After having prayed to the Lord and poured out her soul before the Lord, the Bible tells us in 1 Sam 1:18 that Hannah “went her way and ate, and her face was no longer sad.” That’s really a great observation provided by God’s Word. When we have laid our anxieties, worries and requests before God, we should no longer have a disposition of downcastness or despair. We should no longer be sad. Phil 4:6-7: “Be anxious for nothing, but in everything by prayer and supplication, with thanksgiving, let your requests be made known to God; and the peace of God, which surpasses all understanding, will guard your hearts and minds through Christ Jesus.” 1 Peter 5:7: “casting all your care upon Him, for He cares for you.”
God granted a son to Hannah after her petition: “So it came to pass in the process of time that Hannah conceived and bore a son, and called his name Samuel, saying, “Because I have asked for him from the LORD.”(1 Sam 1:20). Our Lord is almighty and is always merciful to the faithful (Matt 7-8).

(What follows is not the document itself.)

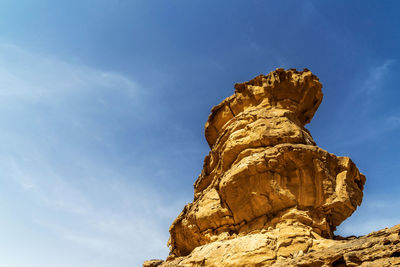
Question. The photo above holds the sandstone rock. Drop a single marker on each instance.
(267, 194)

According to 1 Sam 2:18-19: “Samuel ministered before the LORD, even as a child, wearing a linen ephod. Moreover his mother used to make him a little robe, and bring it to him year by year when she came up with her husband to offer the yearly sacrifice.” Hannah nurtured her son to serve the Lord. The question is whether we are also preparing our young to serve and minister in the Church work?
We learn also of Elkanah’s support for his wife’s vow and commitment. In 1 Sam 1:23, it is states thus: “and Elkanah her husband said to her, “Do what seems best to you; … Only let the LORD establish His word.” As a Christian husband, do you support your wife’s desires to serve the Lord?
As Hannah fulfilled her vow, the Lord blessed her abundantly: 1 Sam 2:21: “And the LORD visited Hannah, so that she conceived and bore three sons and two daughters. God gives more grace to the humble and faithful. We cannot out-give God. When we give to Him, He gives us more abundantly! Let’s learn from this beautiful story of faith of Hannah who gave Israel one of the most outstanding judges and prophet of God.